While reputable names, five-star service, and popular locations reassure buyers that their investment will be safe, there are other options to consider before delving in to this popular real estate hybrid.
- Determine the state of the market. Before you invest, investigate the area’s convention and visitor bureau’s statistics to check on year-round occupancy rates and average hotel room rates during high and low seasons. Miami Beach houses more tourists (39 percent) than any other area in Miami-Dade County and boasts an 82 percent occupancy rate and an average hotel room rate of $212. Despite the positives, condo hotels can appreciate or depreciate based on the same market factors that effect hotel and residential condo values — everything from a dip in the tourism industry to a slowdown of business travel to natural disasters.

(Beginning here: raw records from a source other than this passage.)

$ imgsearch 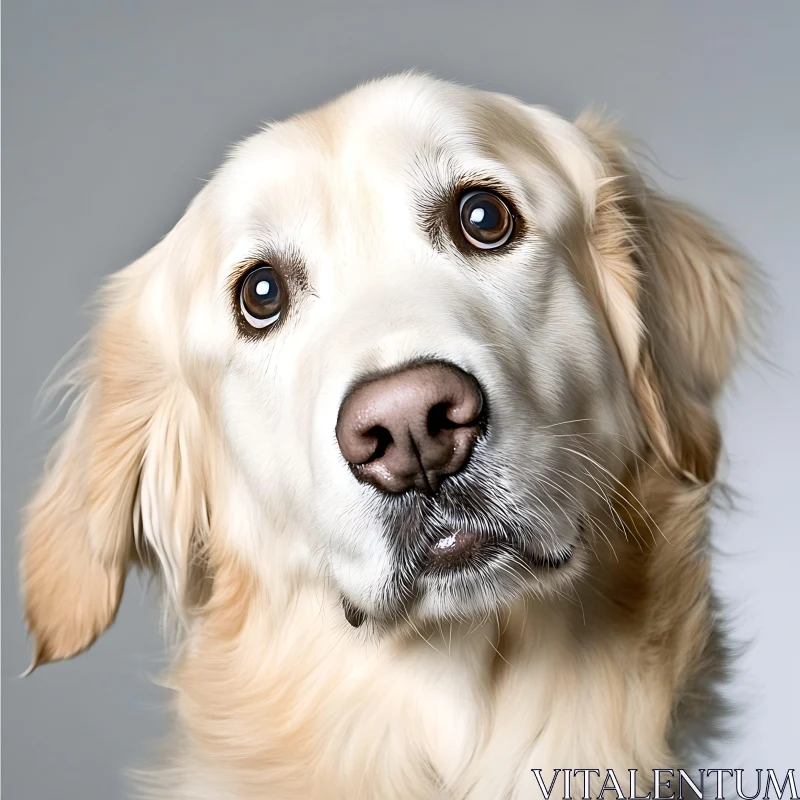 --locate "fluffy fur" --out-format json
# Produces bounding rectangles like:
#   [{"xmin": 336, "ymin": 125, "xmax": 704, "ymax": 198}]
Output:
[{"xmin": 22, "ymin": 75, "xmax": 750, "ymax": 800}]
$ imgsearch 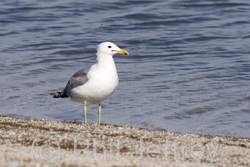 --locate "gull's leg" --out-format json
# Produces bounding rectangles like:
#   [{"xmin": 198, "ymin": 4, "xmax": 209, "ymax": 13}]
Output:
[
  {"xmin": 98, "ymin": 103, "xmax": 102, "ymax": 125},
  {"xmin": 83, "ymin": 101, "xmax": 87, "ymax": 124}
]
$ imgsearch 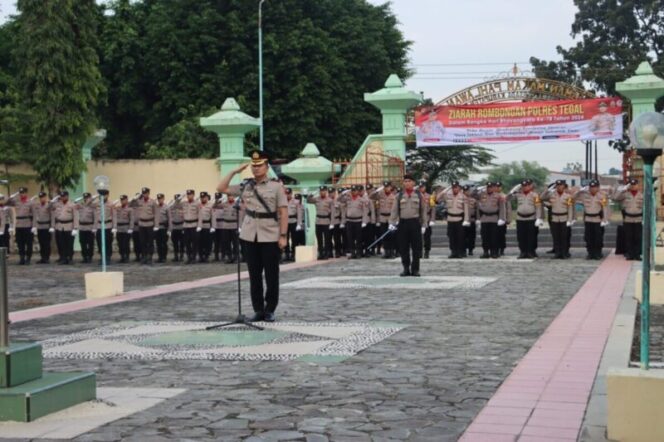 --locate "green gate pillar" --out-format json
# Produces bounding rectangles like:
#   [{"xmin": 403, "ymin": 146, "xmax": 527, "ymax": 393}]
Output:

- Think about how you plan to use the property. Some condo hotels require up to a year’s notice to book time for popular weeks such as Christmas vacation, while others have blackout dates and do not allow owners to use their property during prime weeks. The amount of time an owner can spend in the unit is also limited in some cases.
- Don’t expect to cover the mortgage. A hotel condo should be viewed as a vacation home first, and should not be considered an investment that will deliver big returns from the rental income. To determine the income potential, ask about the hotel’s year-round occupancy rates and find what your unit rents for during high and low seasons. Add up maintenance costs and determine how often the hotel operator divvies up the profits (usually a 50-50 split). Also, find out if the income is put in a pool or if reservations are rotated or booked based on location and size of the unit.
- Make sure you like the property’s style. Condo hotel units come furnished and do not allow you to make changes to the room or have a say in the decor of common areas. To determine if the hotel suits your lifestyle, spend some time there before you buy or if you purchase preconstruction, determine what type of buyer the property is aiming to attract — will they cater to families, singles, or corporate outings? Ask about the proposed star ratings, planned restaurants, and amenities. In some cases, owners receive perks that regular hotel guests are not privy to, such as after-hour spa access, priority tee times, or discounts and privileges at sister properties.
- Investigate the developer and management company. Find out what other projects they have done and if these projects have been successful. Find out who is responsible for capital improvements and upgrades to your unit and the amenities.